“Always Remember That Creativity Comes First”: What We Learned From Givenchy’s Sarah Burton At London’s Lightroom
- Mahoro Seward
- 2 days ago
- 3 min read

Amid fashion’s current blitz-speed game of musical chairs, we haven’t exactly been short of creative director debuts over the past few seasons – with a good number still to come. One of the most hotly anticipated dawnings of a new chapter, though, came just a few weeks ago in Paris, where Sarah Burton presented her first collection at the helm of Givenchy.
Bowing at 3 Avenue George V, the house’s historic home, the show was immediately recognised as a triumphant moment in contemporary fashion history, recentring a diverse perspective on femininity and the importance of craftsmanship. Last night at London’s Lightroom, we gained rare, firsthand insights into the process behind Burton’s first show in her new role, as she joined Sarah Mower, Vogue’s chief critic, for the latest iteration of Vogue Conversations.

Before delving into the Givenchy show, though, the pair discussed the career stint that the designer is perhaps best acclaimed for: the 26 years that she spent at Alexander McQueen – the first 13 as the house’s namesake founder’s right-hand, the latter as its creative director. As well as the myriad, blockbuster highlights of her time there – including designing the Princess of Wales’s wedding dress – Burton spoke of how the small scale of the team when she first joined ultimately turned out to be a crucial factor in her formation as a designer. “It was such a tiny team of us in Hoxton Square – it was Lee, Trino [Verkade], Katy [England] and a couple of other people,” she recalled, “but what was amazing was that it was so small, it was really like a training school. Lee taught me about everything: how to pattern cut, how to put a zip in, how to sketch a jacket. It was an amazing learning experience.”
Of course, McQueen was at the helm of Givenchy from 1996 to 2001, where Burton is creative director today. Lightroom attendees were immersed in a rich visual landscape of fittings and backstage imagery, shot in the run-up to the designer’s debut autumn/winter 2025 show, as well as unreleased images of patterns discovered in the walls of the original Givenchy ateliers, developed for Hubert de Givenchy’s very first collection. “I always go back to the very beginning, because, with whatever it is you’re doing, you have to look backwards to go forward,” Burton explained. “I went to the archive and I spoke with the amazing woman in charge there, and she showed me this picture of a brown bag. What happened was that, two years ago, they found all of his original patterns from that first collection in the walls of his original ateliers,” she continued, noting that the house was asked to come collect them tout suite, or risk having them disposed of. “It started to make me think about things that were embedded in the walls of the house,” and, more broadly, the maison’s founding codes, Burton explained.

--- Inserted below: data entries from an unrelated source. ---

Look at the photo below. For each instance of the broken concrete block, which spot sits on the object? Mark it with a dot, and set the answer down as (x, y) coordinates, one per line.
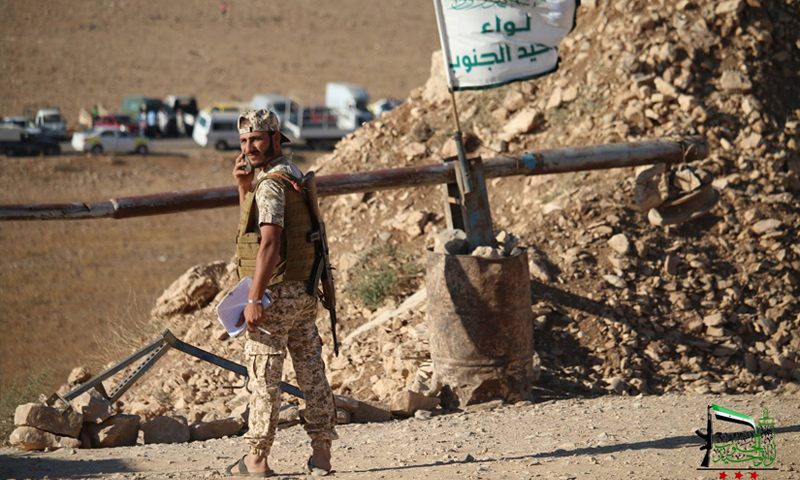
(451, 242)
(166, 429)
(406, 403)
(30, 438)
(224, 427)
(525, 121)
(116, 431)
(48, 419)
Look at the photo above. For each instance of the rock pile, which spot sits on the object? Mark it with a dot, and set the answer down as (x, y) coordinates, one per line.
(620, 305)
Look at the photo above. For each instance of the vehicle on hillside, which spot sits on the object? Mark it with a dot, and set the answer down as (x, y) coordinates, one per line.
(118, 120)
(132, 105)
(109, 140)
(222, 107)
(217, 129)
(350, 103)
(379, 107)
(271, 101)
(24, 123)
(185, 111)
(16, 142)
(51, 122)
(321, 126)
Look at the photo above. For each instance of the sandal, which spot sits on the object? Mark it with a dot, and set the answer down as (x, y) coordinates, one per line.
(243, 471)
(315, 471)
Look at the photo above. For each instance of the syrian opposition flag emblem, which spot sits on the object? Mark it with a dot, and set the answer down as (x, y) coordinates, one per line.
(726, 414)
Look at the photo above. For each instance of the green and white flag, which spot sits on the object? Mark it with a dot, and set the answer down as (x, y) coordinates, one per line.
(726, 414)
(487, 43)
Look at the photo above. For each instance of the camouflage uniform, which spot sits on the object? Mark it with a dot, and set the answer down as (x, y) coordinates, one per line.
(291, 320)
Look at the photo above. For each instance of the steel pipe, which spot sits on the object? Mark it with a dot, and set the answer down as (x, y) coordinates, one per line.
(539, 162)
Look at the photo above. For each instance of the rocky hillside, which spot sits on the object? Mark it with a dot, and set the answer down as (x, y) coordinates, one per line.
(705, 306)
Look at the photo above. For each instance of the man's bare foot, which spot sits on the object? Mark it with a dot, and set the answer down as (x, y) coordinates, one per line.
(254, 464)
(321, 458)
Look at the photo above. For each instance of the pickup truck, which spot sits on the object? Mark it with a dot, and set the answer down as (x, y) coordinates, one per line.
(51, 122)
(320, 126)
(15, 141)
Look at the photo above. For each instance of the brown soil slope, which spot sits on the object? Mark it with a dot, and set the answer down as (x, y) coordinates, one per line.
(72, 54)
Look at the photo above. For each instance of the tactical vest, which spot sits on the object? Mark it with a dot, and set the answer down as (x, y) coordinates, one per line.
(297, 254)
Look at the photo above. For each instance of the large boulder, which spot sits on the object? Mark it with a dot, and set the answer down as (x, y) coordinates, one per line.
(116, 431)
(166, 429)
(224, 427)
(31, 438)
(192, 290)
(49, 419)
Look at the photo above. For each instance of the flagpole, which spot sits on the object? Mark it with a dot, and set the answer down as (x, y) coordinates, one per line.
(462, 155)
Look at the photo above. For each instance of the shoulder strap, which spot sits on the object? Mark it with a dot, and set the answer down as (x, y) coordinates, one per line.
(289, 179)
(247, 208)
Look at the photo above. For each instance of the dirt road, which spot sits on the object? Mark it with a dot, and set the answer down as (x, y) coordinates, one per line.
(602, 438)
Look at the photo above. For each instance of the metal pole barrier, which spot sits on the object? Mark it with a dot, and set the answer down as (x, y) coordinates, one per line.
(538, 162)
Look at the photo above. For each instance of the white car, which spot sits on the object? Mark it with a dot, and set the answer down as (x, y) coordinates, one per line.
(109, 139)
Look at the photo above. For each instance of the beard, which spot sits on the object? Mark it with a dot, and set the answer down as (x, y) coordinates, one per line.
(269, 155)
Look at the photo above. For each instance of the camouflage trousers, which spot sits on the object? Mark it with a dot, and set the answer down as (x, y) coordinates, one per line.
(290, 319)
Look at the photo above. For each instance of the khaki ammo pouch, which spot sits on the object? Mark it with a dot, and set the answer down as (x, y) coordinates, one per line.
(297, 254)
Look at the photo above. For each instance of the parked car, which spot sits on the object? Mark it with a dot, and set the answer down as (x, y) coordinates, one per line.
(383, 105)
(24, 123)
(119, 121)
(222, 107)
(109, 139)
(185, 108)
(51, 122)
(273, 102)
(16, 141)
(217, 129)
(132, 105)
(167, 122)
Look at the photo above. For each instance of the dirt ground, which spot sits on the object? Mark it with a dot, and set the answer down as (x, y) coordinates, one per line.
(603, 438)
(82, 283)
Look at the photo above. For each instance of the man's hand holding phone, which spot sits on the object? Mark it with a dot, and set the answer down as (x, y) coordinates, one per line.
(243, 172)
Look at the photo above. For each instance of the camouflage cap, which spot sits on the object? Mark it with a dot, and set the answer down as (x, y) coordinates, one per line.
(260, 120)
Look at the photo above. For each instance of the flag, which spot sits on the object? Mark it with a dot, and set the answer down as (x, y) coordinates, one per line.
(725, 414)
(487, 43)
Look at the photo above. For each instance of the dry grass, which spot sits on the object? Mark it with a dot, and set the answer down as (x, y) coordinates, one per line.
(70, 287)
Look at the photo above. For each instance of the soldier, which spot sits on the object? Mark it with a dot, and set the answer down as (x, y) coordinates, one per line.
(273, 248)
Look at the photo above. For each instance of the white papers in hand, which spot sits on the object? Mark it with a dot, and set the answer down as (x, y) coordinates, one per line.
(230, 309)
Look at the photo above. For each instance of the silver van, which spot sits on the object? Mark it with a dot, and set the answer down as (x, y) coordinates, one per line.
(217, 129)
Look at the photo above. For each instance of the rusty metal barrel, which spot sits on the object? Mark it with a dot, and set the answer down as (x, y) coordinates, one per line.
(481, 333)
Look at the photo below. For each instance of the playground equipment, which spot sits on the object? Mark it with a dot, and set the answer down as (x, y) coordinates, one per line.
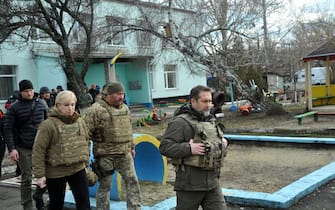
(245, 109)
(150, 165)
(233, 107)
(151, 117)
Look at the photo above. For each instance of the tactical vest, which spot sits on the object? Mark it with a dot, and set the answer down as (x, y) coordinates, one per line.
(116, 135)
(211, 135)
(72, 145)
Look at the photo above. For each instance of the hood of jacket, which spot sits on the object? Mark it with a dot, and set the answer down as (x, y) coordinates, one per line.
(66, 119)
(187, 109)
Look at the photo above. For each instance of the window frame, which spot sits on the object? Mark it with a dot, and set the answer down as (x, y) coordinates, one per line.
(7, 87)
(170, 76)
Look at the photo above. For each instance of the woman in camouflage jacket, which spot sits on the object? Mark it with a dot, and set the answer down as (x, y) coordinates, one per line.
(61, 153)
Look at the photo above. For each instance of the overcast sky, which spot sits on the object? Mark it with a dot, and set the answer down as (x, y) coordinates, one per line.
(302, 10)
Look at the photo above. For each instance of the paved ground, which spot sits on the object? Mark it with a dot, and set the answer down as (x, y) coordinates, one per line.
(321, 199)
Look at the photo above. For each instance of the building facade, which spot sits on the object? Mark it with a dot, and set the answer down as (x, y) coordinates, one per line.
(148, 67)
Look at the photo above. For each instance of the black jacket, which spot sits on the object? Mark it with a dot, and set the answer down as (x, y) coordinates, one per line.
(21, 122)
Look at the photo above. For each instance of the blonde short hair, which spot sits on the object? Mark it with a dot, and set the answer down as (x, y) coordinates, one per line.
(65, 96)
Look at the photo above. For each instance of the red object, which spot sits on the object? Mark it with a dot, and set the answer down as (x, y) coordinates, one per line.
(245, 110)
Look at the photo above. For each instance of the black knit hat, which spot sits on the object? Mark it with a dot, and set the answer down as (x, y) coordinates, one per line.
(114, 87)
(25, 84)
(44, 90)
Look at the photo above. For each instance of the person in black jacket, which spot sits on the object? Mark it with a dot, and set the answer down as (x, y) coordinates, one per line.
(21, 123)
(2, 140)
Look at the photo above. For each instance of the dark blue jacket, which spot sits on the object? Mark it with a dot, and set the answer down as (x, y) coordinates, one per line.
(21, 122)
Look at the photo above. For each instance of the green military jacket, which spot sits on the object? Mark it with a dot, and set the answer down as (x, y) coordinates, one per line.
(175, 144)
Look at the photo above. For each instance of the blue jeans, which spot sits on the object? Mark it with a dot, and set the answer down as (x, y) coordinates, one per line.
(79, 186)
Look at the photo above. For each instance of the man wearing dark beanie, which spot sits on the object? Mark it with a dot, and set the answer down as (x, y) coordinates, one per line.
(21, 123)
(25, 85)
(109, 123)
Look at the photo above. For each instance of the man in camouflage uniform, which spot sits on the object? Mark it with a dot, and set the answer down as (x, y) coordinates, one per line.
(109, 123)
(195, 143)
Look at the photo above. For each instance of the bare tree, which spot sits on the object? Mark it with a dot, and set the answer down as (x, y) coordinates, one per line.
(223, 40)
(57, 20)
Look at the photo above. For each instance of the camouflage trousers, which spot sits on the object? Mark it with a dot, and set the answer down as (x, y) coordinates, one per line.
(125, 166)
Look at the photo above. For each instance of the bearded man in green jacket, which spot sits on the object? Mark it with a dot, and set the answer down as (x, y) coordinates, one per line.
(195, 142)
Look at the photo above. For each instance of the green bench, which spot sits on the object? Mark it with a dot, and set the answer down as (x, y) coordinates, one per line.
(324, 100)
(300, 116)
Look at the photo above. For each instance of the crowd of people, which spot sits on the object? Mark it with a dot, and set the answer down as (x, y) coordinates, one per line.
(51, 142)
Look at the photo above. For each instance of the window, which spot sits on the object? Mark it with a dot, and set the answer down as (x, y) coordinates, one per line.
(170, 76)
(151, 77)
(7, 81)
(115, 33)
(143, 38)
(78, 34)
(38, 34)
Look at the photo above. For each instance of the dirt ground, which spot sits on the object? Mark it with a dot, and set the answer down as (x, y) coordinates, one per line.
(254, 166)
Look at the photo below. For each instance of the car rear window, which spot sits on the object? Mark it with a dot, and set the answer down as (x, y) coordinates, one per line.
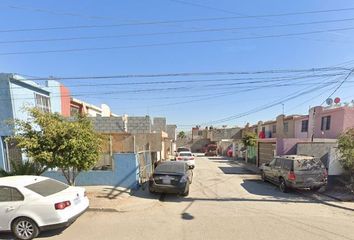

These were highlighted through archival photography of de Givenchy’s first show and lookbook, with the collection’s clean-lined, archetypically ’50s silhouettes, counterposed with annotated fittings images from Burton’s debut for the house, presented almost three-quarters of a century later. Speaking through the collection’s running order, Burton underscored the thematic significance and construction details of particular looks and pieces – how the viral bullet bra, for example, was intended as an empowered “expression of femininity”, or how the bold, hourglass tailoring was created in collaboration with both the men’s and women’s ateliers. “With the tailoring that I like, it’s great to get the women’s atelier to create the shape, and then the men’s atelier to canvas and press the jacket in a certain way,” she explained.
This ethos of collaboration coloured a conversation around the importance of casting in expressing Burton’s vision, with the designer unpacking the process that unfolds between her, stylist Camilla Nickerson and casting director Jess Hallett. “It’s a real conversation about representing all of the women that inspire us,” Burton said. “Very early on, Jess and I will start to talk about who those women are and how they’re going to feel,” noting the importance of instilling an expansive, diverse sense of who those women are.

As the evening came to a close, Burton reflected on the qualities that she thinks have carried her to her current position as one of the fashion industry’s most respected creative leaders, highlighting the importance of self-conviction. “I always think that, in fashion, nobody ‘gives’ you a job – you make your job your own,” she quipped. “You have to work very hard, of course, but you have to always be authentic to yourself. And always remember that creativity comes first – no compromises.”